Kinder’s story to be featured in movie

by Todd Brooks

One Comanche native is going to get the chance to see a part of his life played out on the silver screen by one of the biggest stars in Hollywood.

Bill Kinder coached the 1984 U.S. women’s soccer team to the country’s first major international soccer title in men’s or women’s. It will be a major motion picture with actor and Texas native Matthew McConaughey playing the lead role of Kinder.

When Kinder left Comanche 60 years ago he had no idea that he was going to be the one of the biggest influences in making the U.S. women’s national team the big success it is today.

It was the soccer version of the 1980’s U.S. men’s Olympic hockey gold medal run known as “The Miracle on Ice”. They surprised everyone but themselves.

The U.S. did not even have a national team in 1984. Kinder had been coaching a 19-under women’s team known as the Dallas Sting for several years.

“The soccer federation called me in July and wanted to know if I could put a team together for the tournament in China,” Kinder said. “The tournament was in October.”

Undeterred, Kinder started to prepare his team for the international tournament.

“They were a really, really good team,” Kinder said of his squad.

And Kinder got the most out of them.

“Soccer is a game of fitness, the team in the best shape wins most of the time,” Kinder said. “We would start every practice with a two-mile run that they had to complete in a certain time. If they didn’t, they had to run it again. After that we would do calisthenics and agilities. Then, when their legs were rubber, we started the soccer skills. We were the fittest team at the tournament.”

It was one of the few advantages the team had over the other teams, which were made up of experienced professional players while the American team was all teenagers.

“Italy had the No. 1 team in the world and had the best player in the world named Rose Riley,” Kinder said. “She was Scottish, but the Italian national team bought her contract and made her an Italian citizen.”

Kinder was raised in Comanche and has extended family in the area. He left Comanche after graduating high school at the age of 17 and then headed to Norman to attend the University of Oklahoma, graduating in 1962.He then moved to the Dallas area and has been there ever since.

He started local soccer programs in 1969 before forming the Dallas Sting in 1973.

Kinder recalled being asked by a sportswriter why he chose to lead and coach women sports at a time when women’s sports were on the backburner compared to men’s sports.

Kinder said it goes back to his time of growing up in Comanche. He came from an athletic family and had several female family members that were good athletes.

“Growing up in Comanche, we were a sports family,” Kinder said. “I played football and started all four years on the baseball team. I had friends and cousins who were on the girls’ basketball team that were playing at a high level. There was not anything wrong. It was second nature to them and the girls’ team was very popular in town. They went to the state tournament and lost to Byng in the championship game by two points. They were athletic and played well.”

Kinder looks back on his hometown with pride.

“It was a great, great place to grow up,” he said.
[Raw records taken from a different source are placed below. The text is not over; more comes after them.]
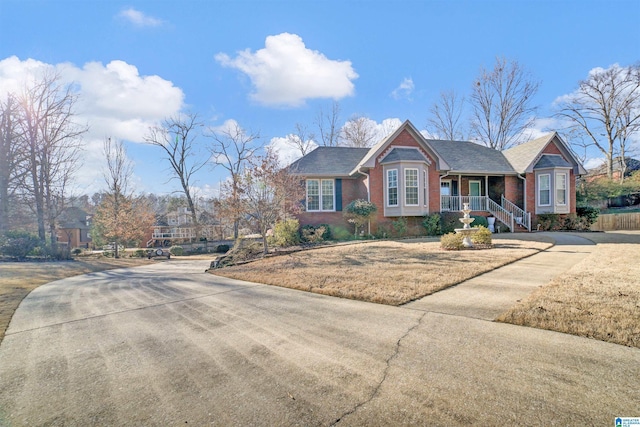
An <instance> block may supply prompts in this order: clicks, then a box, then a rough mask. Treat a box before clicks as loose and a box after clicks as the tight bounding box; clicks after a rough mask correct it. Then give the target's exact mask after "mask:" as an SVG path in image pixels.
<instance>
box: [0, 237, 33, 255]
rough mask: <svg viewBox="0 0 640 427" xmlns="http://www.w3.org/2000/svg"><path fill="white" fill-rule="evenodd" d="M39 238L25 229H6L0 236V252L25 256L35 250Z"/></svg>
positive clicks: (2, 253) (2, 252)
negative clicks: (16, 229) (25, 229)
mask: <svg viewBox="0 0 640 427" xmlns="http://www.w3.org/2000/svg"><path fill="white" fill-rule="evenodd" d="M39 244H40V240H39V239H38V237H37V236H36V235H34V234H31V233H27V232H26V231H7V232H6V233H5V234H4V236H1V237H0V254H2V255H7V256H10V257H15V258H25V257H26V256H27V255H29V253H31V252H32V251H33V250H35V249H36V248H37V247H38V245H39Z"/></svg>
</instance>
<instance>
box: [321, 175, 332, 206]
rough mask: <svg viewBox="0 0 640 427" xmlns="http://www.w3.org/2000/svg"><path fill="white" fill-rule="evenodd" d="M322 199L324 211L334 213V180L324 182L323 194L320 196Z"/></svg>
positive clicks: (323, 183) (323, 181) (323, 180)
mask: <svg viewBox="0 0 640 427" xmlns="http://www.w3.org/2000/svg"><path fill="white" fill-rule="evenodd" d="M320 197H321V199H322V210H323V211H332V210H333V180H332V179H323V180H322V192H321V194H320Z"/></svg>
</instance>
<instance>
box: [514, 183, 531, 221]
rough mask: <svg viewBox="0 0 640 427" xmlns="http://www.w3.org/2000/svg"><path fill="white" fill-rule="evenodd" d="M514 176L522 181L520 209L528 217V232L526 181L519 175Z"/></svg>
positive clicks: (530, 216) (528, 214)
mask: <svg viewBox="0 0 640 427" xmlns="http://www.w3.org/2000/svg"><path fill="white" fill-rule="evenodd" d="M525 175H526V172H525ZM516 176H517V177H518V178H520V179H521V180H522V208H523V210H524V211H525V212H526V213H527V215H528V216H529V218H528V219H529V221H527V222H528V223H529V231H531V213H530V212H529V211H528V210H527V179H526V178H523V177H522V176H521V175H520V174H517V175H516Z"/></svg>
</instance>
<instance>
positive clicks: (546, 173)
mask: <svg viewBox="0 0 640 427" xmlns="http://www.w3.org/2000/svg"><path fill="white" fill-rule="evenodd" d="M543 176H546V177H548V179H549V189H548V190H547V191H548V192H549V203H546V204H544V205H543V204H542V203H541V202H540V192H541V191H542V186H541V185H540V180H541V178H542V177H543ZM536 203H537V205H538V206H551V205H552V203H551V174H550V173H541V174H539V175H538V185H537V191H536Z"/></svg>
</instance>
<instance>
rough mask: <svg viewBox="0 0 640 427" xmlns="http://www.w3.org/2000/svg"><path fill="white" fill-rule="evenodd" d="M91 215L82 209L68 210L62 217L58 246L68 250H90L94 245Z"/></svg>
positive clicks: (78, 208) (59, 231)
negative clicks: (92, 238)
mask: <svg viewBox="0 0 640 427" xmlns="http://www.w3.org/2000/svg"><path fill="white" fill-rule="evenodd" d="M91 217H92V216H91V215H88V214H87V213H86V212H85V211H84V210H82V209H80V208H75V207H72V208H67V209H65V210H64V212H63V213H62V215H61V216H60V225H59V226H58V228H57V237H58V244H61V245H66V246H67V247H68V248H89V247H90V246H91V245H92V241H91V236H89V231H90V230H91Z"/></svg>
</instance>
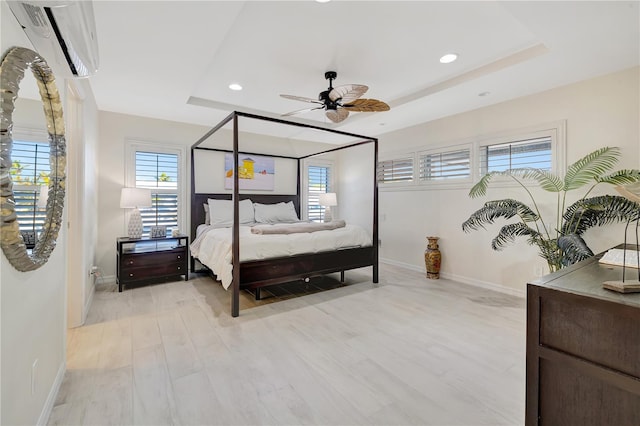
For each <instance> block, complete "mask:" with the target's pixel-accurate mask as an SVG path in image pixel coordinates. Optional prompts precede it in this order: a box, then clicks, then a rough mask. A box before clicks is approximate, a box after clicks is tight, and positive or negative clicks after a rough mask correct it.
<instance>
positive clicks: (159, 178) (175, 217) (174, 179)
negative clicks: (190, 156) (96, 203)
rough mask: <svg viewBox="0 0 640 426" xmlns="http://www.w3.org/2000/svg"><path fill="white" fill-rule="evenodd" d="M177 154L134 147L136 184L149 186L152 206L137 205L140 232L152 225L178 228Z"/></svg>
mask: <svg viewBox="0 0 640 426" xmlns="http://www.w3.org/2000/svg"><path fill="white" fill-rule="evenodd" d="M179 178H180V176H179V173H178V155H176V154H165V153H158V152H145V151H136V187H137V188H149V189H151V207H149V208H142V209H140V215H141V216H142V227H143V229H142V235H144V236H148V235H149V232H150V229H151V227H152V226H166V227H167V228H176V229H177V228H178V179H179Z"/></svg>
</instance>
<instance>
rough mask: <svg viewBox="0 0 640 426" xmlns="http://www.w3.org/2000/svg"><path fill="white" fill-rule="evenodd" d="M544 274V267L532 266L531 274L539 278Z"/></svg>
mask: <svg viewBox="0 0 640 426" xmlns="http://www.w3.org/2000/svg"><path fill="white" fill-rule="evenodd" d="M543 274H544V269H543V268H542V266H539V265H538V266H536V267H534V268H533V275H534V276H535V277H536V278H540V277H541V276H542V275H543Z"/></svg>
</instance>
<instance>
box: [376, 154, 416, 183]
mask: <svg viewBox="0 0 640 426" xmlns="http://www.w3.org/2000/svg"><path fill="white" fill-rule="evenodd" d="M412 181H413V157H405V158H396V159H393V160H385V161H380V162H379V163H378V182H380V183H397V182H404V183H408V182H412Z"/></svg>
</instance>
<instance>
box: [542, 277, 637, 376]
mask: <svg viewBox="0 0 640 426" xmlns="http://www.w3.org/2000/svg"><path fill="white" fill-rule="evenodd" d="M541 295H542V297H541V298H540V344H541V345H543V346H547V347H550V348H553V349H557V350H560V351H562V352H565V353H568V354H571V355H575V356H577V357H580V358H582V359H584V360H586V361H590V362H595V363H597V364H599V365H602V366H605V367H608V368H612V369H615V370H618V371H622V372H624V373H627V374H630V375H633V376H636V377H640V345H638V344H637V343H636V344H631V342H640V327H639V326H638V323H639V321H640V310H638V309H633V308H630V307H628V306H624V305H622V306H621V305H619V304H615V303H612V302H606V301H598V303H593V302H592V301H591V300H589V299H587V298H584V297H582V296H578V295H571V294H562V293H558V292H554V291H548V290H547V291H541ZM621 342H625V345H621V344H620V343H621Z"/></svg>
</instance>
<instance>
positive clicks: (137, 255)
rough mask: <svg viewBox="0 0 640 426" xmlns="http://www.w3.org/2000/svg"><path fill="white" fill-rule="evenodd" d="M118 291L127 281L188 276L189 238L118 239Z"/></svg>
mask: <svg viewBox="0 0 640 426" xmlns="http://www.w3.org/2000/svg"><path fill="white" fill-rule="evenodd" d="M116 248H117V263H116V265H117V271H116V272H117V273H116V282H117V284H118V291H122V288H123V287H124V286H125V285H127V284H134V283H139V282H144V281H148V280H158V279H165V280H166V279H168V278H174V277H177V276H184V280H185V281H187V280H188V279H189V261H188V259H189V237H187V236H186V235H179V236H176V237H167V238H156V239H150V238H141V239H131V238H127V237H122V238H118V239H117V240H116Z"/></svg>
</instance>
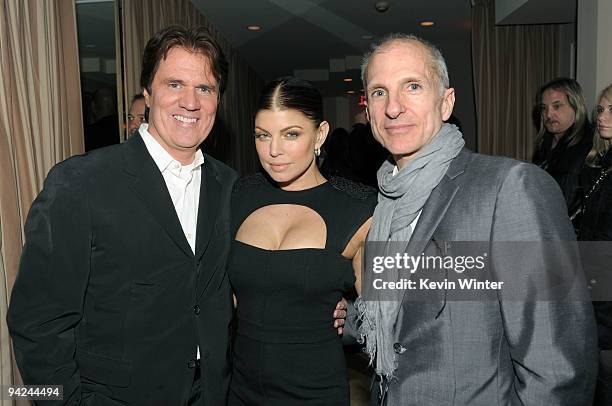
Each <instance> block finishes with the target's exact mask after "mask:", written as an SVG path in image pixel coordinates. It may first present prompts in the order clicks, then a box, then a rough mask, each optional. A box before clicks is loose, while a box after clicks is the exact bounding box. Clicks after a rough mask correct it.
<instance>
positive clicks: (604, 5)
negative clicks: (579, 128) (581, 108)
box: [576, 0, 612, 110]
mask: <svg viewBox="0 0 612 406" xmlns="http://www.w3.org/2000/svg"><path fill="white" fill-rule="evenodd" d="M611 17H612V0H580V1H579V2H578V22H577V25H578V30H577V31H578V34H577V35H578V46H577V61H576V65H577V66H576V70H577V75H576V79H577V80H578V82H579V83H580V84H581V85H582V89H583V91H584V97H585V100H586V103H587V106H588V107H589V110H590V109H592V108H593V105H594V103H595V98H596V97H597V94H598V93H599V92H600V91H601V90H602V89H603V88H604V87H606V86H607V85H608V84H610V83H611V82H612V24H611Z"/></svg>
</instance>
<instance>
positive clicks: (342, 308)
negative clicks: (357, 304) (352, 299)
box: [334, 298, 347, 335]
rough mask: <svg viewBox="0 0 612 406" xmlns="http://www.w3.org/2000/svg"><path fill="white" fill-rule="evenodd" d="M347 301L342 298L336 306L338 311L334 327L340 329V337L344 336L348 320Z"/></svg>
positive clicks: (344, 298) (334, 323) (335, 313)
mask: <svg viewBox="0 0 612 406" xmlns="http://www.w3.org/2000/svg"><path fill="white" fill-rule="evenodd" d="M346 306H347V303H346V299H345V298H342V299H340V301H339V302H338V304H336V309H335V310H334V327H335V328H337V329H338V335H342V332H343V328H342V326H344V320H345V319H346Z"/></svg>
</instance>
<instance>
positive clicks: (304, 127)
mask: <svg viewBox="0 0 612 406" xmlns="http://www.w3.org/2000/svg"><path fill="white" fill-rule="evenodd" d="M322 116H323V103H322V98H321V95H320V94H319V92H318V91H317V90H316V89H315V88H314V87H313V86H312V85H311V84H310V83H308V82H306V81H303V80H299V79H296V78H291V77H285V78H281V79H278V80H275V81H273V82H271V83H269V84H268V85H267V86H266V87H265V88H264V90H263V94H262V95H261V98H260V102H259V106H258V112H257V115H256V117H255V147H256V149H257V154H258V156H259V160H260V162H261V166H262V168H263V170H264V171H265V174H258V175H254V176H250V177H247V178H245V179H242V180H240V181H239V182H238V183H237V185H236V187H235V191H234V195H233V199H232V200H233V203H232V230H233V236H234V239H235V240H234V242H233V245H232V251H231V253H230V259H229V263H228V275H229V277H230V282H231V283H232V286H233V288H234V293H235V297H236V299H237V324H238V326H237V336H236V341H235V345H234V349H233V373H232V381H231V384H230V395H229V405H232V406H233V405H249V406H257V405H266V406H274V405H283V406H291V405H296V406H297V405H334V406H335V405H348V404H349V389H348V379H347V374H346V364H345V359H344V352H343V348H342V343H341V339H340V337H339V336H338V334H337V332H336V330H335V329H334V327H333V325H332V321H331V318H330V315H331V312H332V311H333V309H334V307H335V305H336V303H337V302H338V300H339V299H340V298H341V297H342V295H343V293H344V292H347V291H349V290H350V289H352V288H353V286H354V285H355V283H356V282H357V283H356V287H357V288H359V273H358V272H357V271H356V270H357V269H359V262H360V261H359V258H360V250H361V243H362V242H363V241H364V239H365V236H366V234H367V231H368V230H369V224H370V219H371V216H372V213H373V211H374V206H375V205H376V191H375V190H374V189H372V188H368V187H364V186H361V185H359V184H357V183H353V182H350V181H347V180H343V179H339V178H330V179H325V178H324V177H323V175H322V174H321V173H320V172H319V169H318V168H317V164H316V156H317V155H318V154H319V151H320V148H321V145H322V144H323V142H324V141H325V137H326V136H327V132H328V131H329V124H328V123H327V122H326V121H323V117H322Z"/></svg>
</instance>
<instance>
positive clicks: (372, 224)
mask: <svg viewBox="0 0 612 406" xmlns="http://www.w3.org/2000/svg"><path fill="white" fill-rule="evenodd" d="M464 144H465V142H464V141H463V138H462V137H461V133H460V132H459V130H458V129H457V127H455V126H454V125H452V124H443V125H442V127H441V128H440V131H438V133H437V134H436V135H435V136H434V137H433V138H432V139H431V140H430V142H429V143H428V144H426V145H424V146H423V147H422V149H421V150H420V151H418V152H417V153H416V154H415V155H414V156H413V157H412V158H411V159H410V160H409V161H408V163H407V164H406V166H404V167H403V168H402V169H400V170H399V172H398V173H397V174H396V175H395V176H394V175H393V172H394V169H395V165H393V164H392V163H391V162H389V161H385V162H384V163H383V165H382V166H381V167H380V169H379V170H378V186H379V189H380V192H379V194H378V205H377V206H376V209H375V210H374V216H373V220H372V226H371V228H370V232H369V234H368V238H367V239H368V241H384V242H387V241H401V242H402V243H405V244H406V245H407V244H408V241H409V240H410V237H411V235H412V231H413V230H412V227H411V226H410V224H411V223H412V222H413V221H414V219H415V218H416V217H417V215H418V214H419V212H420V211H421V209H422V208H423V205H425V202H426V201H427V199H429V196H430V195H431V191H432V190H433V189H434V188H435V187H436V186H438V184H439V183H440V181H441V180H442V177H443V176H444V174H445V173H446V171H447V170H448V167H449V165H450V163H451V161H452V160H453V158H455V157H456V156H457V155H458V154H459V152H460V151H461V149H462V148H463V145H464ZM385 272H386V275H387V276H386V277H385V280H388V281H397V280H399V274H398V271H397V269H395V270H389V271H385ZM366 279H367V278H366ZM374 294H376V293H374ZM403 294H404V291H403V290H400V289H397V290H393V291H389V290H386V291H385V292H384V293H381V292H379V296H378V298H379V300H376V298H374V297H367V298H366V300H364V299H363V298H359V299H357V301H356V302H355V306H356V307H357V310H358V313H359V317H360V319H361V325H360V327H359V335H360V336H361V339H362V340H363V339H365V340H366V350H367V352H368V354H369V355H370V362H371V363H372V362H374V360H376V363H375V366H376V373H377V374H379V375H382V376H384V377H385V378H387V379H392V378H393V374H394V371H395V369H396V367H397V359H396V354H395V351H394V348H393V343H395V342H396V341H397V340H396V337H395V335H396V331H395V322H396V320H397V316H398V314H399V310H400V305H401V300H402V297H403ZM382 295H384V299H382V298H381V297H382Z"/></svg>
He still keeps up with Comanche as a subscriber to the Comanche Times and when he got three requests for interviews about the movie, he made sure to call Comanche first.

“I’ve got interviews with NBC and CBS later today, so I figured I better call my hometown paper first,” he said.

Shocking the world

After advancing through the preliminaries, the U.S. team beat the Italians in the semifinals before defeating the Australians in the championship match on the first FIFA-sanctioned world women’s tournament, eventually leading to the first women’s World Cup in 1991.

Kinder credits his team and the execution of the game plan in pulling the upset. Where soccer is sometimes seen as a sport that teams play not to lose rather than playing to win, Kinder’s team did not play by that philosophy.

“We were aggressive,” Kinder said. “We always had pressure on the ball. Most of the time when an opponent gets the ball in their own half, the other team backs up to play defense. We didn’t do that. We went right after them. We played zone defense when everyone else was playing man-to-man. Playing zone allowed us to cut off passing lanes.”

Half the battle was just getting to China for the tournament. The Communist nation was a closed country and they had to figure out a way to get in through all the red tape.

There was a lot more involved than just a passport and a plane ticket.

“They told me if I figured out a way to get in, they would take care of us from there,” Kinder said.

There were no cell phones, fax machines or internet in 1984 to make the process any easier.

“I had to do everything by letter or teletype and I had to get it done in just a few months,” Kinder said.

It was a dangerous situation, so Kinder in a final meeting with the players’ parents and gave them one final opportunity to pull the plug.

“I wanted to make sure it was okay to take their 15 to 19 year old daughters over there,” Kinder said. “They voted unanimously to go.”

And the rest is U.S. soccer history. It was the 1984 team that gave the spark to U.S. women’s soccer to become one of the premier teams in the world. They have won several World Cups and Olympics since.

The making of a movie

Several years ago a sportswriter wanted to write a book about the adventure, so he talked to Kinder and some players about the experience.

A Hollywood movie studio picked up the rights to make the film, but it would be a few years before it would finally get the green light.

“The scariest part to me is that they have the right to fictionalize anything they want to,” Kinder said with a laugh.

Kinder said in a television interview on a Dallas/Fort Worth station that there are plans to start filming soon and that he and McConaughey will meet to get to know each other a little better.